"The Real Deal." It's a bold positioning statement from Triumph regarding the 2019 Scrambler 1200 XC and Scrambler 1200 XE. Marketing hyperbole run amok? Not this time. After three days on Triumph's new big scramblers, I can say with confidence that these bikes live up to the hype. I'll go even further—the copywriters from Hinkley may have actually undersold the XC and XE.

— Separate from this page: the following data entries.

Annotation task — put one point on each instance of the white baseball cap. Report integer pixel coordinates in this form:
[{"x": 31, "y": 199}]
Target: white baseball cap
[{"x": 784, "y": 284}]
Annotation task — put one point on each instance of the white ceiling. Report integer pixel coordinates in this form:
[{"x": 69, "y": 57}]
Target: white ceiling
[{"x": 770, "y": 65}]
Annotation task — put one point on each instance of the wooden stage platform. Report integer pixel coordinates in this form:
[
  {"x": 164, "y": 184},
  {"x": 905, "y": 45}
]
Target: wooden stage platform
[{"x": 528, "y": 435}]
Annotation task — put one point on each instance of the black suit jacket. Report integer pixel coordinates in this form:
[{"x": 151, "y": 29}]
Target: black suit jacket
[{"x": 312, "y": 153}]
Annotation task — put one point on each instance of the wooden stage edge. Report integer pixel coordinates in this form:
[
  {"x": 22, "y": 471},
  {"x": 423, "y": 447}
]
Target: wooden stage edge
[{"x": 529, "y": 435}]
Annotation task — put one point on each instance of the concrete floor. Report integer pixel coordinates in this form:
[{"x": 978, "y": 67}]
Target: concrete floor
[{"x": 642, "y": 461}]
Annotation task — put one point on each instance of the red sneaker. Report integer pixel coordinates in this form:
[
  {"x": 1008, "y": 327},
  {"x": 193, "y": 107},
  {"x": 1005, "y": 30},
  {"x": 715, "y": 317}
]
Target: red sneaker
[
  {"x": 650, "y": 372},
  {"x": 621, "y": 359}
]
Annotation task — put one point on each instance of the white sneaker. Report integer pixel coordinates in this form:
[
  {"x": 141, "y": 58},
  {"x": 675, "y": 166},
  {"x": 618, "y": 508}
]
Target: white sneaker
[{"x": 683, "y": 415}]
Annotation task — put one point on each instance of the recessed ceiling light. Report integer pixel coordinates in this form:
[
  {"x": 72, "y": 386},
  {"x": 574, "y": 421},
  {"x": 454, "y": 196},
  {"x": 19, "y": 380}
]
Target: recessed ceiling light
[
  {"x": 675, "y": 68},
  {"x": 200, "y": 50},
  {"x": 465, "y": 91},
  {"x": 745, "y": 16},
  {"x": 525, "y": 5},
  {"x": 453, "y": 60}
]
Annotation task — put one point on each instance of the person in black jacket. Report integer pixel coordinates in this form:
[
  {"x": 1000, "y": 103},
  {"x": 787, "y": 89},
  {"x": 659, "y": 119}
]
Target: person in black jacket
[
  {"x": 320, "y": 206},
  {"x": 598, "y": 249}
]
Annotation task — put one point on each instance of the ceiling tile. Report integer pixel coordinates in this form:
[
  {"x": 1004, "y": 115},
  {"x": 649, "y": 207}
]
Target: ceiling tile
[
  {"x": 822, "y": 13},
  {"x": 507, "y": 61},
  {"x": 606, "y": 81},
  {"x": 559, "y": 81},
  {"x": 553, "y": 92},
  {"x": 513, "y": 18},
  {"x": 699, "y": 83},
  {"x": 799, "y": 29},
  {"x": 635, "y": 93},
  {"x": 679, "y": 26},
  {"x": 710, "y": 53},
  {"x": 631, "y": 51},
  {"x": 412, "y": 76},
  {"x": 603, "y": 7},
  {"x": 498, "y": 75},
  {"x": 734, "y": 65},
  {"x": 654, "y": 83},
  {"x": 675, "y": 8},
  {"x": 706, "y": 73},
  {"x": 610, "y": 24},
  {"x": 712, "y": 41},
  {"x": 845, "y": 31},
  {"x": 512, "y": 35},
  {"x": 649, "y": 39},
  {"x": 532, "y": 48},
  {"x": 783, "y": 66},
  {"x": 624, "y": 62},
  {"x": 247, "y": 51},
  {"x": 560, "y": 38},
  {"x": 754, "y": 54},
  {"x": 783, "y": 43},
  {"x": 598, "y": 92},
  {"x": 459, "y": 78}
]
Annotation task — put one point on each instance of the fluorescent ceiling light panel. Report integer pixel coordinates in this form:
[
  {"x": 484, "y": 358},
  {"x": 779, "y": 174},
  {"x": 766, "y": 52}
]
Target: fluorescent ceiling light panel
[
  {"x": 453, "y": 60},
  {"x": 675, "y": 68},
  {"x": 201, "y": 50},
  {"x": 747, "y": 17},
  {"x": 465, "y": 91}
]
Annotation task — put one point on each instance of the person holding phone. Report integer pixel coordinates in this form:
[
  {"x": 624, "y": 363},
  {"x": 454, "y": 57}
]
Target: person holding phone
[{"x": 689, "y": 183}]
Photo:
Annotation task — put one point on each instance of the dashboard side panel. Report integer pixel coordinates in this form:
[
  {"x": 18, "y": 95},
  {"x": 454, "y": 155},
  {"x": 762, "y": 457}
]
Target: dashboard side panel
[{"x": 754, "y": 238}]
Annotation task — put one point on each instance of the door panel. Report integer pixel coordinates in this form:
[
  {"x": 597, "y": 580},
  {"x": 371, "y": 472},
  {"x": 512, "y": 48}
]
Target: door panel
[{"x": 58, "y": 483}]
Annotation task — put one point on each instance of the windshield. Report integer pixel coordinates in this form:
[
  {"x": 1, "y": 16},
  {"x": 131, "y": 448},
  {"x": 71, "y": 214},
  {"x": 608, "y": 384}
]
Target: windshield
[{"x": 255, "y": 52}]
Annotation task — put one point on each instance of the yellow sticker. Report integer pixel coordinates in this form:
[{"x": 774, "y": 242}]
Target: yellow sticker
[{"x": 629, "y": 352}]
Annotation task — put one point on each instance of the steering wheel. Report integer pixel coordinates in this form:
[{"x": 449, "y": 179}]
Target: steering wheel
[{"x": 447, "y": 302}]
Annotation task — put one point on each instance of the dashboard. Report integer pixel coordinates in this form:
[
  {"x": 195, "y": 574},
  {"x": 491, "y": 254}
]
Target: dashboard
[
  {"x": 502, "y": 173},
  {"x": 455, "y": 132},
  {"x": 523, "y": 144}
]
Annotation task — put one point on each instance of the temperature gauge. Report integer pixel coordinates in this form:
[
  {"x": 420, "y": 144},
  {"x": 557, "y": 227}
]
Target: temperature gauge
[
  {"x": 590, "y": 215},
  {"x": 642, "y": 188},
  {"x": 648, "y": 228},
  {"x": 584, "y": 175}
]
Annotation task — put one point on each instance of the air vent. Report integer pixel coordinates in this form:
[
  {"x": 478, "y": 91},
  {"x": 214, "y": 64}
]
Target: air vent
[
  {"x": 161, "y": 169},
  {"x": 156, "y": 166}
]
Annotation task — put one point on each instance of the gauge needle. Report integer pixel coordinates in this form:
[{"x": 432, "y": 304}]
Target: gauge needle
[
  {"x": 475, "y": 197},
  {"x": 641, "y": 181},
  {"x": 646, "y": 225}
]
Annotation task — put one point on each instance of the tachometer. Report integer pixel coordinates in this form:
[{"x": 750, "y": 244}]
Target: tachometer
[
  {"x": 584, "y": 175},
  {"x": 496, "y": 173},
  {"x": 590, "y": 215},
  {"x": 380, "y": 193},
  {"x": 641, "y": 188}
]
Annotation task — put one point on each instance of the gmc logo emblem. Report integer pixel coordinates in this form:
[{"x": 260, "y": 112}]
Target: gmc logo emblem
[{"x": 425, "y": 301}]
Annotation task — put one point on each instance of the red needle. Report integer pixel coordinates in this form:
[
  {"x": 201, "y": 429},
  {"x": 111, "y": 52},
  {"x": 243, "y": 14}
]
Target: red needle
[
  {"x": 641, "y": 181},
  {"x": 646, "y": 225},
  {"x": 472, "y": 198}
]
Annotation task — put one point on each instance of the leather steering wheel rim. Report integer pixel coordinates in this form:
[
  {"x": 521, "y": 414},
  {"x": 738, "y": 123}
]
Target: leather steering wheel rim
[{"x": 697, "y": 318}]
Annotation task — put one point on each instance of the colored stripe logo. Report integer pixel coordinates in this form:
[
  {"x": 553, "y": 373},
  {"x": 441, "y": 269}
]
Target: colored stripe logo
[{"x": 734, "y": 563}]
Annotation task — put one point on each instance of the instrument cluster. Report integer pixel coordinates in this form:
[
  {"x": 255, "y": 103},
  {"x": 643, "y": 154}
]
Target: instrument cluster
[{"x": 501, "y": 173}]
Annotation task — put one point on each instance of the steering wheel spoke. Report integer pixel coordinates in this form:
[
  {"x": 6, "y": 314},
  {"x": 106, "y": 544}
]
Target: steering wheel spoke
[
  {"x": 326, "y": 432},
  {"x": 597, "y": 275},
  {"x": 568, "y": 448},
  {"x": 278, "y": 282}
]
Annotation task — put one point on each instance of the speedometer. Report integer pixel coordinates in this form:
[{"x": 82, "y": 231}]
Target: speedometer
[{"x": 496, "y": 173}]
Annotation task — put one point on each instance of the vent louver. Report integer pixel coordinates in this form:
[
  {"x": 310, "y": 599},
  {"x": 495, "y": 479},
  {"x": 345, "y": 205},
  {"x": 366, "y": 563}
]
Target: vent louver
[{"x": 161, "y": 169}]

My expectations were high from the moment of the Scrambler 1200’s announcement. Long-travel suspension, adventure-bike-worthy electronics, and classic scrambler styling had me drooling at the thought of top-of-the-range adventure performance without the techno-geek look. It seemed too good to be true. Two turns in on the longer-travel XE model, it was looking like Triumph’s big scramblers are the real deal.

Scrambler 1200 XE
2019 Triumph Scrambler 1200 XE, $15,400.Kingdom Creative

Both machines share the same Bonneville high power 1,200cc parallel-twin powerplant developed on the Thruxton with a Scrambler-specific tune that claims 88.8 hp and 81.1 pound-feet of torque. The rev limit has been raised 500 rpm for a redline of 7,500 rpm. Power delivery can be best described as linear and torquey thanks to its 270-degree crank. Maximum torque is right around 4,000 rpm and slightly tapers off until the rev limiter, but even down at 3,000 rpm 75 pound-feet are available. Five rider modes on both the XC and XE control engine response and traction control; the XE adds a sixth mode—Off-road Pro—to Sport, Road, Rain, Off-road, and a rider-customizable Rider settings. Additionally, the XE features an IMU for lean-sensitive traction control and ABS, further pumping up the tech on the more expensive ($15,400) model.

2019 Triumph Scrambler 1200 XC
2019 Triumph Scrambler 1200 XC, $14,000.Kingdom Creative

The bones of the chassis are also shared between the two, with a new dedicated Scrambler frame using a tubular steel main upper frame with an aluminum cradle. This new frame is designed to offer on-road comfort with off-road capability, handling, and ergonomics. Tubeless, side-laced wheels are ready for moderate scrambling, wrapped with Metzeler Tourance tires in 21- and 17-inch diameters. For those looking to do hard-core off-road riding, Triumph has tested and approved Pirelli Scorpion Rally to offer more traction.

Bonneville parallel twin
Triumph’s high power Bonneville parallel twin powers both Scrambler 1200 models with the same spec.Kingdom Creative

From there the chassis of the two diverge. The XC is fitted with a 45mm Showa inverted fork, with what Triumph calls 1+1 damping (separate rebound and compression legs) offering 200mm (7.9 inches) of travel with Öhlins long-travel twin-spring piggyback shocks. Attached to an aluminum swingarm the rear travel matches the front. Billed as having an off-road focus, the XE gets a larger and longer 47mm Showa fork, stroking through 240mm (9.4 inches) while using the same fully adjustable cartridge design. At the rear the aluminum swingarm grows by 32mm in length to provide a complementary 240mm of rear-wheel travel. This also brings the seat height up from the XC’s 33.1 inches to 34.2 inches. The handlebar is also 2.6 inches wider with removable 10mm (0.4 inch) riser spacers to facilitate a more natural off-road standing position.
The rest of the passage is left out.